Day 50

Day 50 - June 20, 2026: Paying the Security Cost Once

A Day 50 reflection on neibaur-labs governance audits, reusable docs templates, node-template CI hardening, and translating agent-security coursework into low-cost repository guardrails.

Day 50 was a template-hardening day.

Not in the satisfying sense where a user-facing feature appears at the end. This was the quieter kind of work: governance, security, documentation, CI, and agent-readiness. It was about taking the lessons from recent Google / Kaggle agentic AI coursework and asking which of them should become reusable organization-level defaults instead of one-off notes.

That framing mattered because the temptation with AI-security material is to either overreact or underreact. The enterprise version of the problem can get large fast: policy servers, complex agent identity models, centralized authorization layers, dedicated evaluation infrastructure, and heavyweight deployment gates.

Some of that is valuable in the right environment. Most of it does not fit my actual operating model right now.
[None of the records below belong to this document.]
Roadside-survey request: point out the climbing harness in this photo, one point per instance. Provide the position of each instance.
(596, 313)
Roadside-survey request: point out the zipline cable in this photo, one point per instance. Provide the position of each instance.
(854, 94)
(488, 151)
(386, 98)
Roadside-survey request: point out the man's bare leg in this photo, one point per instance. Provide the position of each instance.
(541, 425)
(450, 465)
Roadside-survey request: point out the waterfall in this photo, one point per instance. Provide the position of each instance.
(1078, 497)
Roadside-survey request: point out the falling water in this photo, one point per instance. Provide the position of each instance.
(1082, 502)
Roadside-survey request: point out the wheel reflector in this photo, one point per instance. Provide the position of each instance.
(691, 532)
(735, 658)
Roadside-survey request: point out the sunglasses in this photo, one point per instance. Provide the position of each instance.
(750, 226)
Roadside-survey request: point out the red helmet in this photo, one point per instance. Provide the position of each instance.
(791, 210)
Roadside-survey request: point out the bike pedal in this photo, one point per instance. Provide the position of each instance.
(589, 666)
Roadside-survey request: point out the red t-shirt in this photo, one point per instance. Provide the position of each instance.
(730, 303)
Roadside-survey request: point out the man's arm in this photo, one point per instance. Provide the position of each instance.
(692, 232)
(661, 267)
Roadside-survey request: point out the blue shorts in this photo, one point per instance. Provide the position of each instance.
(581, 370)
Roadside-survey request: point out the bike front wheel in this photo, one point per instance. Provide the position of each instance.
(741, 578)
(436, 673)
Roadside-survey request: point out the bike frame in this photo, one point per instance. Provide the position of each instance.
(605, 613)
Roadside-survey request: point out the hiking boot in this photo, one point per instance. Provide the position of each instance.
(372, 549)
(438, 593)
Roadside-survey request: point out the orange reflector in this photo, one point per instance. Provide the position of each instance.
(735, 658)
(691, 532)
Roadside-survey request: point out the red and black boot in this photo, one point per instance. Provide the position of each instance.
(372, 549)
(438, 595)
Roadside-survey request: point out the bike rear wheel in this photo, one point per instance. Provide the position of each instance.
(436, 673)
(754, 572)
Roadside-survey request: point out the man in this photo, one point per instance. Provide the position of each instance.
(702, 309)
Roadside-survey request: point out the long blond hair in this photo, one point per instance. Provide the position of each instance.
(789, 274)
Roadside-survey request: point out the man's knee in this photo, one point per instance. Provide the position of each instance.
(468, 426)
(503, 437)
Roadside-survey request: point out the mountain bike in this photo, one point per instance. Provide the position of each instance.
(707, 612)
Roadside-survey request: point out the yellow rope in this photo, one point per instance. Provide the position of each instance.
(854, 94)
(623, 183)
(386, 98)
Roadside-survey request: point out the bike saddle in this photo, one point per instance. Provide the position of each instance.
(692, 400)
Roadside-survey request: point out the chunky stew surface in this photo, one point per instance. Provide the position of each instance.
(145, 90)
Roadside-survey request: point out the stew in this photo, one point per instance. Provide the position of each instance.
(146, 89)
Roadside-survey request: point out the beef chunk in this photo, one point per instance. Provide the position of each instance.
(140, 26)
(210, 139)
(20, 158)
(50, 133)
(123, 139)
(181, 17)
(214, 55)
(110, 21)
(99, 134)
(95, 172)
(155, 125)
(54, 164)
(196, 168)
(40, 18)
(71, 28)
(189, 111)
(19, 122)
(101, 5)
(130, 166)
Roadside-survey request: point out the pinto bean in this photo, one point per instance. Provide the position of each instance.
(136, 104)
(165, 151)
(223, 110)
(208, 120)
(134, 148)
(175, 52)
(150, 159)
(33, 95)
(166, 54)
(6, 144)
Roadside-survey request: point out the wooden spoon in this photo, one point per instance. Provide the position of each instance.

My setup is smaller and more practical: solo maintainer, GitHub-native, static/template-first, CI as the trust boundary, human approval for protected paths, and agents as scoped assistants rather than autonomous operators. The right move was not to chase every enterprise control. It was to translate the useful parts into low-cost defaults that future repositories can inherit.

That is the security cost I want to pay once.

Three-Repo Governance Audit

The day started with a governance audit across the neibaur-labs template and governance ecosystem:

neibaur-labs/.github
neibaur-labs/project-template-node
neibaur-labs/org-governance

The goal was to compare the committed files against the governance model I have been building: read, draft, and act separation; human-only protected paths; consistent CI; dependency handling; security scanning; and reusable template structure.

The good news was that the committed files were generally clean. The three repositories showed the expected tiering model, and I did not find a major “the whole system is pointing the wrong way” violation.

That was useful, but not an excuse to stop looking.

Governance drift is often small and boring. That is what makes it easy to miss. The audit surfaced low and medium findings rather than dramatic failures, but those findings matter because templates multiply whatever they contain.

One example was the organization .github repository. The docs CI appeared to run markdownlint-cli2, but the README layout did not clearly list .markdownlint-cli2.yaml. If that file was missing or unclear, markdownlint could fall back to defaults that are too strict for long-form governance prose. That is not a scary bug. It is a drift bug. The repo says “we lint docs,” but the exact linting contract is not visible enough from the docs surface.

Another finding came from project-template-node. The GitHub Actions were pinned by SHA, which is the right direction for supply-chain hardening, but the gitleaks image was still pinned by a mutable tag instead of a digest. Across the organization there were also two different gitleaks image sources, which made the recommendation clearer: standardize on the GHCR image and pin it by digest.

There was also a stale comment problem. The docs CI action SHAs were verified as real commits, but a workflow comment still described them as placeholders. That kind of comment is small, but it creates distrust. A future reviewer should not have to reverse-engineer whether the workflow is intentionally pinned or halfway drafted.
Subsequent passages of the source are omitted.